1. Following question of law has been referred for the opinion of this Court by the income tax Appellate Tribunal, Amritsar Bench, Amritsar, (for
short, ''the Tribunal'') arising out of its order dated 21-9-1990 in IT Appeal No. 219 (ASR) of 1987, for the assessment year 1982-83:-
Whether on the facts and the circumstances of the case, the Tribunal was justified in upholding the decision of the AAC who had directed the
Assessing officer to set off short term capital loss earned by the assessee against other business income before allowance of depreciation?
The assessee claimed set off of short term capital loss on account of sale of land and building which was not allowed by the Assessing Officer on
the ground that income of the assessee through other sources was negative. It may be mentioned that finally, assessed loss of the assessee was of
Rs. 60514. The assessee claimed that loss of Rs. 41,412 on account of short term capital loss be set off against other income before allowing
depreciation as before that there was positive income of Rs. 1,98,362. The appellate authority upheld the claim of the assessee, which was further
upheld by the Tribunal, relying upon section 71(3) pf the income tax Act, 1961 (for short, ''the Act'').
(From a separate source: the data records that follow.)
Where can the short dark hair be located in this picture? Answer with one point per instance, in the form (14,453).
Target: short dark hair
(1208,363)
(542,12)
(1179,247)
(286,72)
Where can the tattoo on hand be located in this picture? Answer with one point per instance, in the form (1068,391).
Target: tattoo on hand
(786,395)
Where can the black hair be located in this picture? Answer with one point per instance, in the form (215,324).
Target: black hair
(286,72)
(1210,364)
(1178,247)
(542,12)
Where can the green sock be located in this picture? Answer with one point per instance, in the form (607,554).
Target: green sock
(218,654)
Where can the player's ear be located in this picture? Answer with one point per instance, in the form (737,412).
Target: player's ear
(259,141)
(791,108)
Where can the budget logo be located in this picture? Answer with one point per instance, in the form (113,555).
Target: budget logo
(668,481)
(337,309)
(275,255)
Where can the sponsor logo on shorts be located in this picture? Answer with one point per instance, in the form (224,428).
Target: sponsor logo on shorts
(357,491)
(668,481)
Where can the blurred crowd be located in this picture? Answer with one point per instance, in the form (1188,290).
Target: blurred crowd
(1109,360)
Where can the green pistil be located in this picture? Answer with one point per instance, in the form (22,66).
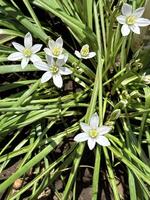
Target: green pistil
(93,133)
(85,50)
(56,51)
(27,52)
(131,20)
(54,69)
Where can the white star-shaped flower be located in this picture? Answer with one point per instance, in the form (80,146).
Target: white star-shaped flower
(53,69)
(84,52)
(132,20)
(55,48)
(27,52)
(93,133)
2. We have heard learned counsel for the revenue and perused the findings recorded.
3. During the relevant assessment year, provisions of section 71(3) of the Act read as under:-
71(3). Where in respect of any assessment year the net result of the computation under sections 48 to 55 in respect of capital gains relating to
short-term capital assets is a loss and the assessee has income assessable under any head of income other than ""capital gains"", the assessee shall
subject to the provisions of this chapter, be entitled to have such loss set off against the income aforesaid.
4. The findings of the Tribunal, which are quite sketchy are reproduced hereunder:-
The word used is ''income'' against which the set off has to be. The words used are not ''total income'' as computed under the Act. Hence the
impugned order merits no interference at this level being based on proper appreciation of facts and law. The same stands upheld and the appeal
fails.
5. On a perusal of order of the Tribunal, we could not make out as on what reasoning the Tribunal had proceeded to dismiss the appeal of the
revenue. The profits and gains of business and profession chargeable to tax u/s 28 of the Act are computed as per provisions of sections 29 to 43
of the Act. Depreciation is one of the deduction to be made while computing income under this head. Determination of income under the head of
income from business and profession will not be complete unless all the provisions have been given effect to. Thus, there no reason to accept the
plea of the assessee that for the purpose of set off of short term capital loss, income from business should be taken before allowing depreciation.
6. Accordingly, the question referred is answered in favour of the revenue and against the assessee. Reference is disposed of accordingly.